Broad Run Farms residents will petition the Environmental Protection Agency to designate the Hidden Lane Landfill as a Superfund site.
Eric DeJonghe, president of the Broad Run Farms Civic Association, said they want the federal government to clean up the pollution.
Richard Doucette, waste program manager of the Northern Regional Office of the Virginia Department of Environmental Quality said the EPA dropped the site as a contender for a Superfund designation in 2003, because the information available at the time was insufficient to warrant it. The federal agency could revisit the issue, he said. "Certainly there would have to be more data collected to designate the site as a Superfund site."
He would not comment on whether contamination would continue to increase or spread if the source is not removed, because the location of the source is unknown and the data from the homeowners' wells does not allow an accurate "hydrogeological interpretation." Instead, he emphasized that although the landfill is the likely source, "We don't know anything about the actual source. TCE shouldn't have been in the landfill, if it is there."
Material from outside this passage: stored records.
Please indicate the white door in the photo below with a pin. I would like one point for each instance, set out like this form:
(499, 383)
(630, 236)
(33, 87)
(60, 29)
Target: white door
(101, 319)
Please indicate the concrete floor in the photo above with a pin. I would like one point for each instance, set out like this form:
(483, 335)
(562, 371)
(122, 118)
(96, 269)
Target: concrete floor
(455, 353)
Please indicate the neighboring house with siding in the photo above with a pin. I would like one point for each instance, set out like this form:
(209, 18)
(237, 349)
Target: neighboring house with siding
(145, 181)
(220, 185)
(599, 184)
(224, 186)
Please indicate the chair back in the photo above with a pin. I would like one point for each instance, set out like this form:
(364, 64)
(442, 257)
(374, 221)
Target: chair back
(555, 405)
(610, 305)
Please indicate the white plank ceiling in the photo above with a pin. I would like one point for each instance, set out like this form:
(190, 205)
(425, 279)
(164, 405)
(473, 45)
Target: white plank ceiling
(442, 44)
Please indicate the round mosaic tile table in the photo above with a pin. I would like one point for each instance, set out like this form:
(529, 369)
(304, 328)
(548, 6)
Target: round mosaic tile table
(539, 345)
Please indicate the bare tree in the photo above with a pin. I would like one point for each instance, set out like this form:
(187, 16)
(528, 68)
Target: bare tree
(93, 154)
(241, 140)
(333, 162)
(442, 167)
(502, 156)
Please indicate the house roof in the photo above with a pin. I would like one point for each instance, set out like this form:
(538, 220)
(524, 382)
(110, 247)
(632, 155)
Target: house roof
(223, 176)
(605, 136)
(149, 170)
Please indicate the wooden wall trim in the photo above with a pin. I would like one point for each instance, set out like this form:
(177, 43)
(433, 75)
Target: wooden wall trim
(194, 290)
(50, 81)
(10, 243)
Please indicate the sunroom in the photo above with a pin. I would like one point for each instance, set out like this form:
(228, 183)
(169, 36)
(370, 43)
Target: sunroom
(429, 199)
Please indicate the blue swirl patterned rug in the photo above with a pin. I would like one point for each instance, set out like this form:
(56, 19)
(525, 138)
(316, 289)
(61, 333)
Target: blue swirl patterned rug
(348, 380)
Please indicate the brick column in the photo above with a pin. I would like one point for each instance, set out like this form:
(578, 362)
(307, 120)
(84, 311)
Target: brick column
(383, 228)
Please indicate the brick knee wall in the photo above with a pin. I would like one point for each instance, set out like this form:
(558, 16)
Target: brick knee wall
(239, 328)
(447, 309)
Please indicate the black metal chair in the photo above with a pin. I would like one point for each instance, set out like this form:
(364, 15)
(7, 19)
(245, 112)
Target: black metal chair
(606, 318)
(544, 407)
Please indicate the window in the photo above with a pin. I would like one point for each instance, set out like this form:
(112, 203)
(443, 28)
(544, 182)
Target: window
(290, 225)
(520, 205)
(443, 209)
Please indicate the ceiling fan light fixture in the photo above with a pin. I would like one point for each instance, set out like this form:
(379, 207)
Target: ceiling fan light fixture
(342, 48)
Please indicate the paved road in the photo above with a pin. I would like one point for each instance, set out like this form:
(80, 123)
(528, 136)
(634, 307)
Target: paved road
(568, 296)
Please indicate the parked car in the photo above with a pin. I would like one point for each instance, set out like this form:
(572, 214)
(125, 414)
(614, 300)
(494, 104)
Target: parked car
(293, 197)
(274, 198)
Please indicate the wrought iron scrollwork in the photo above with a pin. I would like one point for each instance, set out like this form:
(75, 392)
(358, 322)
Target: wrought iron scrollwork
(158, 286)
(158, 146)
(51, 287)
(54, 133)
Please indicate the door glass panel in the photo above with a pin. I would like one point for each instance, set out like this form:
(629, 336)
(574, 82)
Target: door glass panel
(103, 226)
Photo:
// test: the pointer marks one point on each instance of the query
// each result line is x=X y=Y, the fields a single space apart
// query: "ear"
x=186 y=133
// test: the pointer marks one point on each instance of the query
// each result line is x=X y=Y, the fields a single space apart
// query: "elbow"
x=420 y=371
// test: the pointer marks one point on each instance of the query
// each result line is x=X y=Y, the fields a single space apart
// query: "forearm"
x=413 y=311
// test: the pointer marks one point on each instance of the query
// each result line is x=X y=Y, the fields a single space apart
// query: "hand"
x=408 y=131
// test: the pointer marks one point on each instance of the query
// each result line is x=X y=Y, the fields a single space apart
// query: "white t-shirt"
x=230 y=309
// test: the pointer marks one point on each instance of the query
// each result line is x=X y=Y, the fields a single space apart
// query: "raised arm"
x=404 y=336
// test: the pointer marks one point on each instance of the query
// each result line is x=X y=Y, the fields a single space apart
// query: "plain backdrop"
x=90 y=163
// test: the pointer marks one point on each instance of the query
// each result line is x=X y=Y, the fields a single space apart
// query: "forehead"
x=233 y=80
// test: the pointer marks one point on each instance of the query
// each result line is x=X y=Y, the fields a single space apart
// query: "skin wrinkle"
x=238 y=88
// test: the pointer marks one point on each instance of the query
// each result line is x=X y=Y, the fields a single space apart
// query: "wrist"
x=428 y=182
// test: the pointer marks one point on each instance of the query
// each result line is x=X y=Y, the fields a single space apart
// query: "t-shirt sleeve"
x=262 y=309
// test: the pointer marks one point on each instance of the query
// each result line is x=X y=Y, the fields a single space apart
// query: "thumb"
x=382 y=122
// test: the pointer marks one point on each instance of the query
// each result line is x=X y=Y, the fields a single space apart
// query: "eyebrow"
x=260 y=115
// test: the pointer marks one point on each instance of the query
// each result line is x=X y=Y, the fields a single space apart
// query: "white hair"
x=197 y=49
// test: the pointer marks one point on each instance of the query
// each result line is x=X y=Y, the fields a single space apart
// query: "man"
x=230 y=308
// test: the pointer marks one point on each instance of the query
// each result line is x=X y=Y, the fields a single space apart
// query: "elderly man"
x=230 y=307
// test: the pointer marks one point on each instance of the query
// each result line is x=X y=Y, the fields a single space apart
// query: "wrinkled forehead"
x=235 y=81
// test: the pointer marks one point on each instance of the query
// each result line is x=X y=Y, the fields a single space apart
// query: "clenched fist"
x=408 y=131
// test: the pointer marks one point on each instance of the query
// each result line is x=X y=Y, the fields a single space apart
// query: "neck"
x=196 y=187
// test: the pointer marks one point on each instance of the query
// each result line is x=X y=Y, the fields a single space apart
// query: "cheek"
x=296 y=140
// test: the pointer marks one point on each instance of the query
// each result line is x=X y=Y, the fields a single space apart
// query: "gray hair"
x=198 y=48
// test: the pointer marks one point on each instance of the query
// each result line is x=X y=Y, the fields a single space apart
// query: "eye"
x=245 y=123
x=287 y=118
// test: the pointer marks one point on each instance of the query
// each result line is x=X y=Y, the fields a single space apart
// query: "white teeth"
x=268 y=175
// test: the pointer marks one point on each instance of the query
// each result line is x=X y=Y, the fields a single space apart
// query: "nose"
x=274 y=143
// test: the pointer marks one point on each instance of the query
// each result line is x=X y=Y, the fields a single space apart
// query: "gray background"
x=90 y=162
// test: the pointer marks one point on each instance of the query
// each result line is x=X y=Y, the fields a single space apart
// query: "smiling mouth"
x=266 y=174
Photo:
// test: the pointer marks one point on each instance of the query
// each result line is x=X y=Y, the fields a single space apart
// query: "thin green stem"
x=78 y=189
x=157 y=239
The federal regulations are designed to hold the person or company responsible for the pollution financially liable for the site assessment and the clean up, he said. "The government would pursue getting the money from the responsible party for all expenses related to the assessment and cleanup."
Doucette said he could not predict a timeline or costs associated with the clean up even if the landfill should qualify as a Superfund site.
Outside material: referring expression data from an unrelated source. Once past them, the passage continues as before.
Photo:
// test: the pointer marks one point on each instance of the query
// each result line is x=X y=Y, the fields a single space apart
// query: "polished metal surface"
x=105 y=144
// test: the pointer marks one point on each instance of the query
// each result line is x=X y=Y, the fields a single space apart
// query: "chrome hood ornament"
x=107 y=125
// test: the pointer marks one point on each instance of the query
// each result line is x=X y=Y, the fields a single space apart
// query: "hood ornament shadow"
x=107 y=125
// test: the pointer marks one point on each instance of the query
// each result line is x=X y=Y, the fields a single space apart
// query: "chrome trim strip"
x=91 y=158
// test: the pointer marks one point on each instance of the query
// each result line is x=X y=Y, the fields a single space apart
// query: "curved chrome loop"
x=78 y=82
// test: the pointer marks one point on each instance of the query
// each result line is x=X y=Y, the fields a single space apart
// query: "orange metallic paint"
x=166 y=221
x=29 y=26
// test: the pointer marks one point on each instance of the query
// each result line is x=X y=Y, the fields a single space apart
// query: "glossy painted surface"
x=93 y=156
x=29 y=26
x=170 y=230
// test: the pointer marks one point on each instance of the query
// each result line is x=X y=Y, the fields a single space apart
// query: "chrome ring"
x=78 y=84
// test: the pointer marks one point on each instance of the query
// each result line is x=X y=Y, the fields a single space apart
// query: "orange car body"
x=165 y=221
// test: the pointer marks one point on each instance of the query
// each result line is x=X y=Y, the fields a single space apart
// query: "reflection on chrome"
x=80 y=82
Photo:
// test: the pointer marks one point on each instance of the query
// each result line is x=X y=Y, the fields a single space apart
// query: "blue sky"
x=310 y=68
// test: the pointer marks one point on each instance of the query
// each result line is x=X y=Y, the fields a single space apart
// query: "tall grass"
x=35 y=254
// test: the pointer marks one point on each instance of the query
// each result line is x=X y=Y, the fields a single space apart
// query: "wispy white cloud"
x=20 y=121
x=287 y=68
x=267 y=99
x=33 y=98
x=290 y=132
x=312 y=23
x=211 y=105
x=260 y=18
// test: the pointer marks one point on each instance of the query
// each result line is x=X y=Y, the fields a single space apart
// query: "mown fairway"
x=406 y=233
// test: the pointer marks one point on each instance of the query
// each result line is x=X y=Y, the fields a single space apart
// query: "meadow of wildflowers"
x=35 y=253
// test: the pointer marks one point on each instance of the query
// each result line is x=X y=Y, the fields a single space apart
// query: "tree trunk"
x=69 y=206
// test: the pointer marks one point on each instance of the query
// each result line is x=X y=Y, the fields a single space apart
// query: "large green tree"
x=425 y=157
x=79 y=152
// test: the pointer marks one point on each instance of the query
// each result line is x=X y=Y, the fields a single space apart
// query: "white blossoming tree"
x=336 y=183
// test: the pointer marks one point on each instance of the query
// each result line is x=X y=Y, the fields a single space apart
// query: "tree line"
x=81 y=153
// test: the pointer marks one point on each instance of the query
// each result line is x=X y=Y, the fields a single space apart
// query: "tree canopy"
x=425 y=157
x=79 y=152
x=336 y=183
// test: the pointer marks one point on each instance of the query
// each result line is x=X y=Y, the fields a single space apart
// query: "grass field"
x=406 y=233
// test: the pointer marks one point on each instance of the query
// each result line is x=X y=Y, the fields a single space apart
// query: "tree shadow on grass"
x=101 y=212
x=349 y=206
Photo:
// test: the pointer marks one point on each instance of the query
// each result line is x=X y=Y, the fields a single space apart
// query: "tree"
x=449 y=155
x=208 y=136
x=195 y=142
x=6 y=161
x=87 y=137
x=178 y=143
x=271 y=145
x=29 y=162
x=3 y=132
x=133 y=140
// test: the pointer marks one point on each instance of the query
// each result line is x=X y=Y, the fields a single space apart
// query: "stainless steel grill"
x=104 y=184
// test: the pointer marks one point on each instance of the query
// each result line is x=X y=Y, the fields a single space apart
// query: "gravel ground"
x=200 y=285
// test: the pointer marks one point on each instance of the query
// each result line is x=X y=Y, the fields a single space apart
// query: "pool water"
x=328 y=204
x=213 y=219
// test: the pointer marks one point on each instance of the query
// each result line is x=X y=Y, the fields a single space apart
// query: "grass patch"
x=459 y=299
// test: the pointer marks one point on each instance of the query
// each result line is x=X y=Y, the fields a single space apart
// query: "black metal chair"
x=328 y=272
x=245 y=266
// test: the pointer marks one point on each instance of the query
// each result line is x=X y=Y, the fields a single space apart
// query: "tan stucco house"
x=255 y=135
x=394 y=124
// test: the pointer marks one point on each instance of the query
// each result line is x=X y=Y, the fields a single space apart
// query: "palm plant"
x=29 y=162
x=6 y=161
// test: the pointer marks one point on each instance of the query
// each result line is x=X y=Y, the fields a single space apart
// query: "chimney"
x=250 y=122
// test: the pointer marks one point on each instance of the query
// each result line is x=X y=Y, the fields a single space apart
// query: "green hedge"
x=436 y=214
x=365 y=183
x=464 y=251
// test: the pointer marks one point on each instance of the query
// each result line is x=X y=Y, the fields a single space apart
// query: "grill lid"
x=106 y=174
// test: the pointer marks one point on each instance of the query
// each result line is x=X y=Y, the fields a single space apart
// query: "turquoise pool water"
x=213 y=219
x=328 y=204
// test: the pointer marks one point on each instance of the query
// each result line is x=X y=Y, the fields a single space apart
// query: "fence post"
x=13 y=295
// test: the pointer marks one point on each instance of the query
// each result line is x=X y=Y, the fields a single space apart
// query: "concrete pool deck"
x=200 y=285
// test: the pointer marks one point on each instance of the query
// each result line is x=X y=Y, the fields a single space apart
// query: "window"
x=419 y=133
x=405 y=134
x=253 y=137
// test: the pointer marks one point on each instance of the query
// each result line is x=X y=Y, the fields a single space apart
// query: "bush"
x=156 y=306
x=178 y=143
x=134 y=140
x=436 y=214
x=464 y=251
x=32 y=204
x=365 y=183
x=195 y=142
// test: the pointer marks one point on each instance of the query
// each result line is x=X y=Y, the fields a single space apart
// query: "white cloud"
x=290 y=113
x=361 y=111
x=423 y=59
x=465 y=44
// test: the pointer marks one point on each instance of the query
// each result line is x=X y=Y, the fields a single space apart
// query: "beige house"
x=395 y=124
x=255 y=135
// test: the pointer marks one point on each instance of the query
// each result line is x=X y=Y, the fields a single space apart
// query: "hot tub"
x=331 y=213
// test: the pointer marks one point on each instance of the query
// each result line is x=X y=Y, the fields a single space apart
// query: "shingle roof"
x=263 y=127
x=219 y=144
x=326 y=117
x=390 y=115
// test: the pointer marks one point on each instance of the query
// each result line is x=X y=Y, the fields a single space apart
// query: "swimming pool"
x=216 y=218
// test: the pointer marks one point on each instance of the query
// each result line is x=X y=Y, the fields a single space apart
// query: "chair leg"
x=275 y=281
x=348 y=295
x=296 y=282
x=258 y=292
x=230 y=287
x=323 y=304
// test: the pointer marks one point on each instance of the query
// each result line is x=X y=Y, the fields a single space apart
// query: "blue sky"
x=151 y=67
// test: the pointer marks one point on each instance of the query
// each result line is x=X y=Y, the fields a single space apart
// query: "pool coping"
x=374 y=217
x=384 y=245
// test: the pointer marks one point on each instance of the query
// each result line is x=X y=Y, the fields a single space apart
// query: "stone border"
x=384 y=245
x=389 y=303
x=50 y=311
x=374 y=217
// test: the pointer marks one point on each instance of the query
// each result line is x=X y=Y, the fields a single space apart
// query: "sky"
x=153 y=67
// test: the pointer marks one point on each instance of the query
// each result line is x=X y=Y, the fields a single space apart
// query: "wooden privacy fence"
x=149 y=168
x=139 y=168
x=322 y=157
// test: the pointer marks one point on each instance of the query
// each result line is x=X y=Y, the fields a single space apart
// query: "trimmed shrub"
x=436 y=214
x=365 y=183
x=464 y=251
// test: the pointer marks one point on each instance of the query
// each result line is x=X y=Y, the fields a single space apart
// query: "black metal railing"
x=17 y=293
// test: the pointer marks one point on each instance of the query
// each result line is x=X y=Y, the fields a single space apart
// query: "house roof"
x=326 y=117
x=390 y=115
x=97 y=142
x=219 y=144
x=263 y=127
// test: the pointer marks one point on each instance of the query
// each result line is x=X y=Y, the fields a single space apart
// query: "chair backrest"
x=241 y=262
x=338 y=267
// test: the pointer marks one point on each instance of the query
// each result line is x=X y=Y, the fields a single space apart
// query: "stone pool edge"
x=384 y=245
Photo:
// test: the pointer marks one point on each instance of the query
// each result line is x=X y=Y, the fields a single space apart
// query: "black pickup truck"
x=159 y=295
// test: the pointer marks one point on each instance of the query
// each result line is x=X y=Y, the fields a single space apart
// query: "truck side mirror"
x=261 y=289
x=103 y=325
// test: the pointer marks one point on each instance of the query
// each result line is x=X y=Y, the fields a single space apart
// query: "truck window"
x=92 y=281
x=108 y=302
In the case of landfills that cause groundwater pollution, the typical cleanup goal is to remove the source and then the plume. The source is a continuous supply of contamination, such as an old pipe dumping toxins into a river. Once the pipe or source is removed, contractors can go after the plume to remediate the contamination, he said.
A landfill plume is similar to the irregular formation of smoke that comes out of a smoke stack, except it is liquid. The liquid spreads out and becomes a plume.